The KIM-1 went trough several revisions without any change to the specifications. The first revisions appeared as MOS Technology products, the label MOS in in the front top right corner. When Commodore took over MOS late 1976 the label (Rev D) changed to Commodore C MOS.
MOS did three versions, the unnamed first one, a Revision A and a Rev B. I have never seen a Rev C.
Commodore MOS did Rev D to G, starting in 1977 and well into the 80ties. Many KIM-1s were sold, first to industry and later to education and hobbyists. Nowadays KIM-1s are not rare but have become quite expensive, collectors value especially the early ones with a white 6502 IC.
The KIM-1 was an OEM product by Rockwell, with its Rockwell branded documentation and a Rockwell sticker at the right top part covering the Commodore MOS label. I know of at least two versions by Rockwell, a Rev D and my Rev F.
Some companies made KIM-1 clones with the same specifications but with more modern SRAM (2114), see the KIM-1 related page.
The visible changes were cosmetic: color of PCB, label MOS first and Commodore later, and housing of ICs used (white and violet ceramic to black on the later revisions.).
Early on in the Rev A period the 6502 with defective ROR instruction was replaced with the repaired 6502, this NMOS IC continued to be the CPU to the latest revision.
A real change was the keyboard. A different one was used by Commodore, with the SST switch moved to the other side of the top row. See the page about the differences and how to repair.
Components used were of course the NMOS 6502 CPU and the RRIOTs 6530-002 and -003. I see many manufacturing dates, from 1975 to 1980 on the IC’s. It seems RRIOTs were not made after that date and enough stock was available to build the Rev F. The SRAMs were in the beginning MOS 6102s, later the equivalent (and more reliable) 2102 took its place. LED displays, TTL and transistors came from the then current manufacturers and varied a lot. The capacitors were mainly the distinct yellow axial type.

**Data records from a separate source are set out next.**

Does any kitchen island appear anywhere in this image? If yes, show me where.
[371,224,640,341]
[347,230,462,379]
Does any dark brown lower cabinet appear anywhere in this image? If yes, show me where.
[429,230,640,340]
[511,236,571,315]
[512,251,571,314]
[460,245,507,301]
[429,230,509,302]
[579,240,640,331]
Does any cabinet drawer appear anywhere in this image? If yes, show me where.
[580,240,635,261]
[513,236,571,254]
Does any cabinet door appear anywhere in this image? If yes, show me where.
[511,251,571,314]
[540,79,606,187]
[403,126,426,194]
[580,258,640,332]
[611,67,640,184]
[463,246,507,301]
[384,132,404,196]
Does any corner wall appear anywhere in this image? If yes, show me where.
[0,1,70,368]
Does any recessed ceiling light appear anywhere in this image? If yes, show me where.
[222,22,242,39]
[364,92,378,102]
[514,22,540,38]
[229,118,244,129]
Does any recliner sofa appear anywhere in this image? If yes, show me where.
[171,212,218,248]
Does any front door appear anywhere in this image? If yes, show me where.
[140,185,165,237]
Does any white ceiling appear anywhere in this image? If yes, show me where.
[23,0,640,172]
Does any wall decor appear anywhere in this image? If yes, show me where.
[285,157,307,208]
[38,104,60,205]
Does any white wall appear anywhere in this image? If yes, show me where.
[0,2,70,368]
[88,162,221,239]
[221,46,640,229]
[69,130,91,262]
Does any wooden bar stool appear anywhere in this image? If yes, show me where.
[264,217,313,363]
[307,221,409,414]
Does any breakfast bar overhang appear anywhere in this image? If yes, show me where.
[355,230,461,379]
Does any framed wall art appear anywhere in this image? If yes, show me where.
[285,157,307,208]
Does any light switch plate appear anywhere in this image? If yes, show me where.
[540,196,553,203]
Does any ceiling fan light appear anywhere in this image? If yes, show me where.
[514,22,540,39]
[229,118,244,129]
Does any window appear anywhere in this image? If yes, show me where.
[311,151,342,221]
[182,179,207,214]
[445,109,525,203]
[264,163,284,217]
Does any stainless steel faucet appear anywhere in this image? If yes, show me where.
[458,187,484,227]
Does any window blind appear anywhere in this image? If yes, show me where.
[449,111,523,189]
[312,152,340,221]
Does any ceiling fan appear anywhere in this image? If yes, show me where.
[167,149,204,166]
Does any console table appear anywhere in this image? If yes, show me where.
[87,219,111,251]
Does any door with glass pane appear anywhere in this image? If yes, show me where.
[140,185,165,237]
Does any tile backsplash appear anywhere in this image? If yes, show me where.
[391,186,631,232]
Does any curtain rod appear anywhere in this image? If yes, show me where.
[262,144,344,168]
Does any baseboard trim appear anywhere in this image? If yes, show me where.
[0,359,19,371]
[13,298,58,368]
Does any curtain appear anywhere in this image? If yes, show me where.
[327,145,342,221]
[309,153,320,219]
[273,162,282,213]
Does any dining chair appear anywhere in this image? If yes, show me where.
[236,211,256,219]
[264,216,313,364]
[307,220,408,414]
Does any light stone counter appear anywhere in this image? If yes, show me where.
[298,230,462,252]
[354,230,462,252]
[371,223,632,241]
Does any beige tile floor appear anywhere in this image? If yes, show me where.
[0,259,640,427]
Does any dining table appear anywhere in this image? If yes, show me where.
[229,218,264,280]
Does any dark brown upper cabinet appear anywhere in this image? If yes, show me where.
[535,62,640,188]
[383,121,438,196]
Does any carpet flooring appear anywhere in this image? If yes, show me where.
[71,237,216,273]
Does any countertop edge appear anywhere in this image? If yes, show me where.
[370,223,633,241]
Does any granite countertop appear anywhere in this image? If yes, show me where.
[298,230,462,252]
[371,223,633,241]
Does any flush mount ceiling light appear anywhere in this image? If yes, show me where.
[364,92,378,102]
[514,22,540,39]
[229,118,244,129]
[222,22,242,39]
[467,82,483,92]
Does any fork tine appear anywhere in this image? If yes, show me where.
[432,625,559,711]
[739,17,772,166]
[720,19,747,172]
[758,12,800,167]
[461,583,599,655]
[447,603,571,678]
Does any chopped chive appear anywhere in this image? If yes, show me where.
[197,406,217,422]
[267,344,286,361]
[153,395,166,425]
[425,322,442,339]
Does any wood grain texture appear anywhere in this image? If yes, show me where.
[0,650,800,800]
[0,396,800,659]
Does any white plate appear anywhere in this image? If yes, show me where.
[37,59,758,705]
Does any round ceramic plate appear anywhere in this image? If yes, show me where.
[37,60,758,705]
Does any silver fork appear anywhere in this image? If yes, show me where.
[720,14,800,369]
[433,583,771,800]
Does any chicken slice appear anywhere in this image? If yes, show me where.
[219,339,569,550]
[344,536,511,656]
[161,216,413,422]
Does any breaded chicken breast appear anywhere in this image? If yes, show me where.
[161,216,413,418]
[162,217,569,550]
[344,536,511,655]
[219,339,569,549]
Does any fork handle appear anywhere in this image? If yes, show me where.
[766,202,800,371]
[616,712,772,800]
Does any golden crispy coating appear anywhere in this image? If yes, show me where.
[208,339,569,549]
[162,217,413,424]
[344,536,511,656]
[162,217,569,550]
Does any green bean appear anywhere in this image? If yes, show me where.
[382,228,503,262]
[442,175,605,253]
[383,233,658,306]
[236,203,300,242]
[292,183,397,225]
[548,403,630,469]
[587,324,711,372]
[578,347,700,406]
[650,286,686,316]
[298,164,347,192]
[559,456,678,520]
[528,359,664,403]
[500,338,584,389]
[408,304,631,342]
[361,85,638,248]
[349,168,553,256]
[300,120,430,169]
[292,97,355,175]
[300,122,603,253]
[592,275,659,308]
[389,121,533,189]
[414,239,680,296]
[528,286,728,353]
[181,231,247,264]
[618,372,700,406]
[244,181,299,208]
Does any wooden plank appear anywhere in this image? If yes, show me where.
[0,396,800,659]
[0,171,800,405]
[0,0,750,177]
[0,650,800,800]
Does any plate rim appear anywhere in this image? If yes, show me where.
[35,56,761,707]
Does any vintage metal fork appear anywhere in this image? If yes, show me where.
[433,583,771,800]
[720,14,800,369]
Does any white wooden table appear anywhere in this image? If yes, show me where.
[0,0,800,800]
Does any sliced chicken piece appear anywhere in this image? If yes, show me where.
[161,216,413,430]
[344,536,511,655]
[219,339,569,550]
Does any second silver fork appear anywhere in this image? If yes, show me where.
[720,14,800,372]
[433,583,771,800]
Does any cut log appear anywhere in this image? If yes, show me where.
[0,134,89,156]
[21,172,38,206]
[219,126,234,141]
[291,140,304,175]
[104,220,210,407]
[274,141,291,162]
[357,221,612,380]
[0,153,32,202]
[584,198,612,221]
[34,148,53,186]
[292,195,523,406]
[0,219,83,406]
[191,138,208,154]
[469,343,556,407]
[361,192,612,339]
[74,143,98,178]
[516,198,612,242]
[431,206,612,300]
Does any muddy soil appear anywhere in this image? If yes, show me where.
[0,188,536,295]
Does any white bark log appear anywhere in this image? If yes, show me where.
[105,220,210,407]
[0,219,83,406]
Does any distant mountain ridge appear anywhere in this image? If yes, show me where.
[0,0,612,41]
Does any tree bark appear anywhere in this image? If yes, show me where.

Serial numbers (thanks Dave McMurtrie for this information) appear on many KIM-1s. Not all, perhaps the handwriting wears off. Early ones (to ReV B) go without a prefix (most) or a ‘M’. On later Rev’s, the Commodore ones, numbers have a prefix PA or SC. SC stands for Santa Clara, PA for Norristown, Pennsylvania, production locations of Commodore at that time. Perhaps the number on that Rev G SC38488 means there are at least that many KIM-1s produced in Santa Clara? A Rev F with PA9047? If that is really a sequence number, how many KIM-1’s were produced? 50000? or more?
Here after are shown images of the revisions, some from photos by myself, others from the internet. I have tried to name the origin, if I failed and you are the origin, please report it.
If available, both front and back are shown.
On team6502 I found a photo of a prototype KIM-1 at MOS Technologies, Terry Holdt has this in his office.
The layout is different from the final product, everything seems to be present on this prototype.